Critique of the "Copycat Hypothesis"
Why have modern scholars abandoned this notion? In part because there is no evidence of any pagan god who dies and then rises from the dead!
Take for instance, the myth of Osirus. He does indeed die - he is killed by his trecherous brother, Seth - but never actually rises from the dead. His wife, Isis, regatheres most of his dismembered corpse, but it never "reconstitutes" or comes alive again. Instead, his spirit goes to the underworld, where he becomes judge of everyone who would pass into the afterlife. There is no true resurrection in the myth of Osirus.
The same is true of Attis, Adonis, Mithra, Tammuz and Balder; they all die, but the myths do not present them as returning to life again. So one could hardly call them "dying and rising gods"! There is no real precident for the Resurrection of Christ in pagan mythology.
We should also note that the fact that these divinities could die is nothing unusual. We are so used to the Judeo-Christian-Islamic idea of an eternal God, whom death cannot touch, that we sometimes forget that pagans did not believe that their gods were innately immortal. Their lives often had to be sustained, perhaps by eating a substance which gave them immortality (such as ambrosia), but they could still potentially be killed under particular circumstances.
So the even the deaths of these gods did not necessarily have some deeper meaning, involving some grand sacrifice for the world. They were simply part of the tragic epic of their lives; cruel twists of "Fate", to which pagans believed all are subject, both men and gods.
Contrast this with the death of Christ. First of all, He does not die as God, but as Man. He is immortal in His Deity, and therefore must assume a human nature in order to partake of our mortality. Second, His death is a sacrifice for the salvation of mankind. None of the pagan "dying gods" were ever said to have died for sins, or for anyone else, for that matter. Third, His Crucifixion was part of a greater Divine Plan, not merely a cruel fate.
Critics of the "copycat hypothesis" point out many other differences as well. Jesus' death is an historical fact, while the "dying gods" are just myths with no historical basis. The Lord laid down His life willingly, while the "dying gods" were all slaughtered against their will. And the Crucifixion was a paradoxical triumph, not a defeat like the deaths of the pagan gods.

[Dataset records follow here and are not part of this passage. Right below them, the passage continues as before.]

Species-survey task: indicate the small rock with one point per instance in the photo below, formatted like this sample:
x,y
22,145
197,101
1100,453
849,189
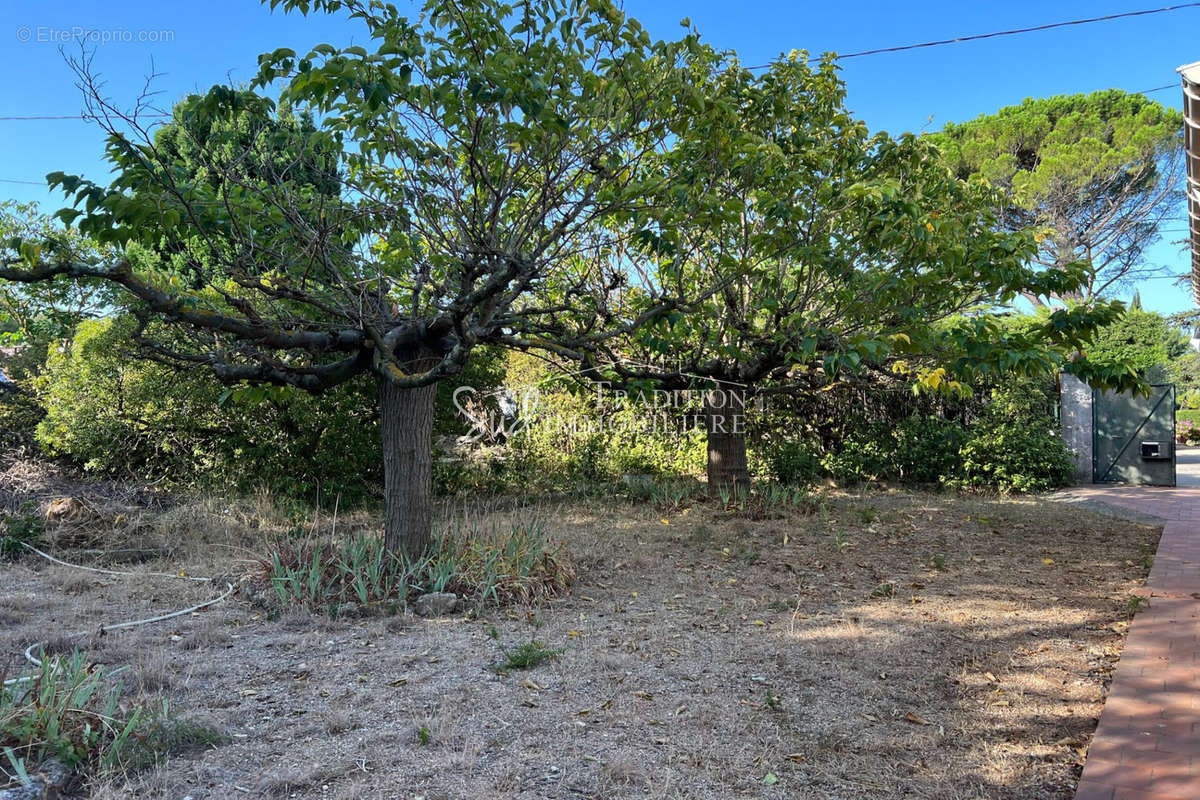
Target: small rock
x,y
437,603
349,611
45,785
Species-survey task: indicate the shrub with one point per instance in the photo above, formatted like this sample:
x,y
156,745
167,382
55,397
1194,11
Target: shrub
x,y
865,455
66,713
927,449
499,565
569,438
121,415
1015,445
19,529
793,462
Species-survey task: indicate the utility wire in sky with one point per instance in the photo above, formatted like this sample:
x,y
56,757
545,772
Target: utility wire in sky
x,y
975,37
840,56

The cult of Tammuz, for instance, was primarily a funeral rite for the god, mourning his fate with no sense of victory in his passing. Contrast that with the strong Christian emphasis on the Resurrection, and the rejoicing of the Paschal Season!

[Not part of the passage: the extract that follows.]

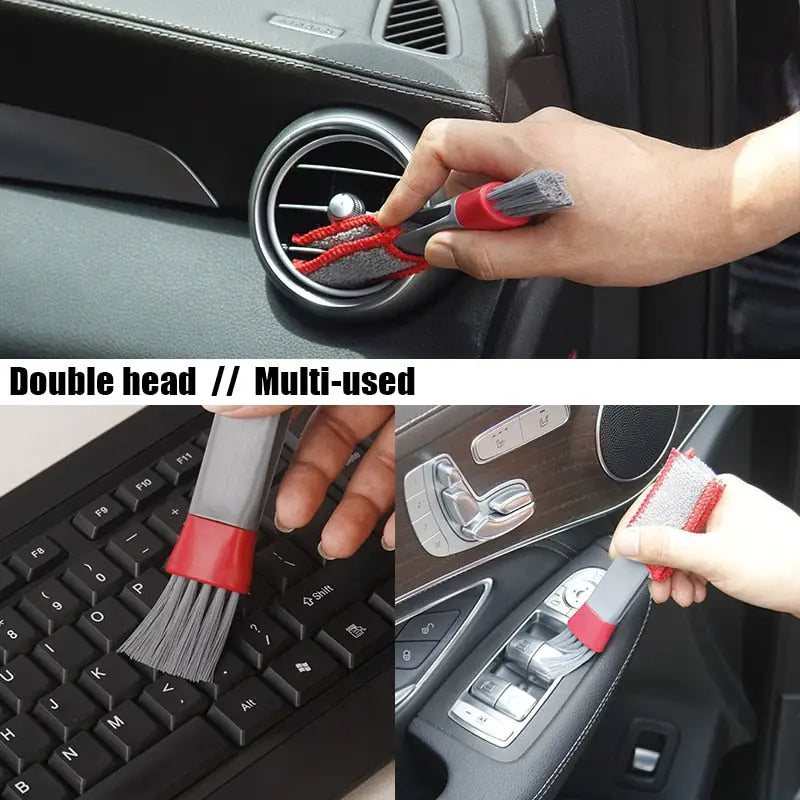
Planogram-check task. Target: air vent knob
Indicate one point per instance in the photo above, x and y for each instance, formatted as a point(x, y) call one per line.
point(344, 205)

So the surface similarities between Jesus and certain "dying gods" actually mask much deeper differences. When one considers these profound differences, it becomes hard to see how Jesus' sacrificial death for sin could have been copied from paganism.
Once again, as we have pointed out in past articles in this series, early Christians did not like paganism very much. They would never have patterned their Lord after the pagan deities which they detested as demons (I Corinthians 10:18-21). The very notion is strange and incongruent.
Conclusion
So the "copycat hypothesis" simply falls apart under scrutiny. Jesus' historical, vicarious, triumphant and sin-cleansing sacrifice on the Cross is far removed from pagan tales of the senseless killing of certain gods, and His physical Resurrection from the dead has absolutely no parallel in ancient myth. Early Christians did not recycle secondhand pagan legends, rather they proclaimed the divinely-revealed truth about the victory of the Messiah over sin and death.